Feuilletonscout: You were born in Berlin, grew up in Munich, lived in Los Angeles and Cologne and returned to Berlin in 2006. Why? Does the city inspire you for your art?
Olaf Schirm:
Berlin has always been my home, even though I have lived and worked in other cities and in the USA. From there I have always traveled back to Berlin because I feel comfortable here. Like myself, Berlin is a project space where there is still a lot to do. The tasks are big and the ground is there. Here it’s all about one’s own commitment to find, pave and walk one’s path.

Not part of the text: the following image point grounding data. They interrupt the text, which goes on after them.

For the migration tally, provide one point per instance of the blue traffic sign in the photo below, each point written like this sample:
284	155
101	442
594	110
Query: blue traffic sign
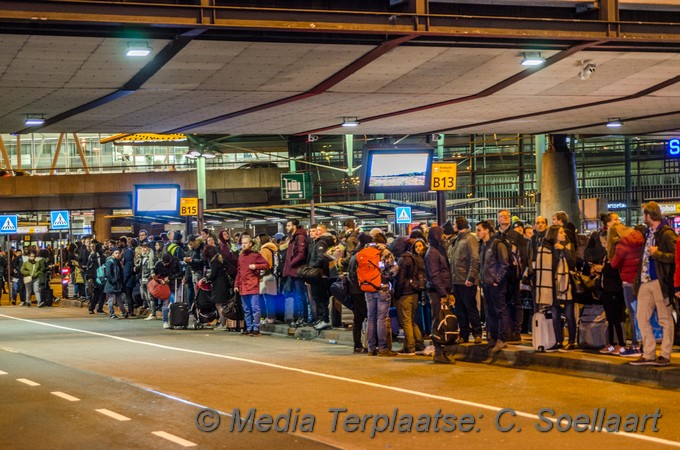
9	224
60	220
403	214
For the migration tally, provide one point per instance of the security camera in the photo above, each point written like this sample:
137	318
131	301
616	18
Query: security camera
587	71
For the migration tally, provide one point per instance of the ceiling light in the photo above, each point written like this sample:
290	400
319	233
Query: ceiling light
532	59
614	123
34	120
350	122
138	49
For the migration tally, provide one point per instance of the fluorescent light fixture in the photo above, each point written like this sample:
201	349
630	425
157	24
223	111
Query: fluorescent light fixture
532	59
138	49
350	122
614	123
34	120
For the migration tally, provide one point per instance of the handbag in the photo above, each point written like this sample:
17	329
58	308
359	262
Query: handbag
158	290
309	274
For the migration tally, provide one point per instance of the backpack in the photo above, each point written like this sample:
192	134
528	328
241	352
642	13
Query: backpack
100	277
515	263
369	274
417	279
445	329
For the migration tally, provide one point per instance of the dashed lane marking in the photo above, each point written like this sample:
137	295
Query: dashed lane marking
496	409
173	438
65	396
113	415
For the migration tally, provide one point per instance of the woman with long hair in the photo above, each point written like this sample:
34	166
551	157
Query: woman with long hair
554	259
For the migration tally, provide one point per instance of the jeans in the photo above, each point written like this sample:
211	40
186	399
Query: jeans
571	321
378	307
33	288
360	313
118	299
650	296
251	308
496	311
631	306
466	308
406	310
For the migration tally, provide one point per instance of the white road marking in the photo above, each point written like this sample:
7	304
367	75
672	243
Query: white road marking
173	438
65	396
113	415
641	437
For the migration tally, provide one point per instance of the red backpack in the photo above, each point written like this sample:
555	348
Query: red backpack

Feuilletonscout: Would you say that Berlin has the prerequisites for a science art scene?
Olaf Schirm:
In the city there are science and science businesses in many locations, and art and art businesses in even more locations, it’s just that the two sectors seemingly ignore each other, although it would be very useful, especially for science and modern businesses. The conditions and interested people are here, what is missing are the reunion places, the organizations and the public funding.

“When you encounter my works, you go on a journey of discovery”

Feuilletonscout: What do you recommend to people who are shy to approach your art with its scientific background?
Olaf Schirm:
The scientific background is the second level of my works. On the first level, my artworks should please the audience and convince sculpturally, with their kinetics, with their immanent aesthetics. To discover and experience the second level, to get the reward of close examination of the content of the work, one should slow down, give oneself time, pause, observe, usually for a few minutes or longer. The chance for a lasting experience in addition to the certainly pleasing enjoyment of the artwork is in your own hands.

Feuilletonscout: Is there anything you would like viewers to take away with them?
Olaf Schirm:
Don’t be lured by size or multiplicity, don’t be lured by the fact that someone is practicing a craft you don’t know or understand. Don’t be blinded by meticulousness or manic perseverance. The magic of procedures, technique, and software comes from our ignorance as viewers, as in a magic trick. But that does not make art. Art arises from a skill that uses craftsmanship as a matter to formulate an artistic statement. When you encounter my works, you should go on a journey of discovery. Pay attention to format, material, sculpture, processes, observe and try to formulate what you see, hear, perceive. Reflect what you perceive on yourself and the environment. Use your perception of the artwork to transcend its boundaries and experience even more, thereby enjoy my art on all levels.

Thank you for the interview, Olaf Schirm!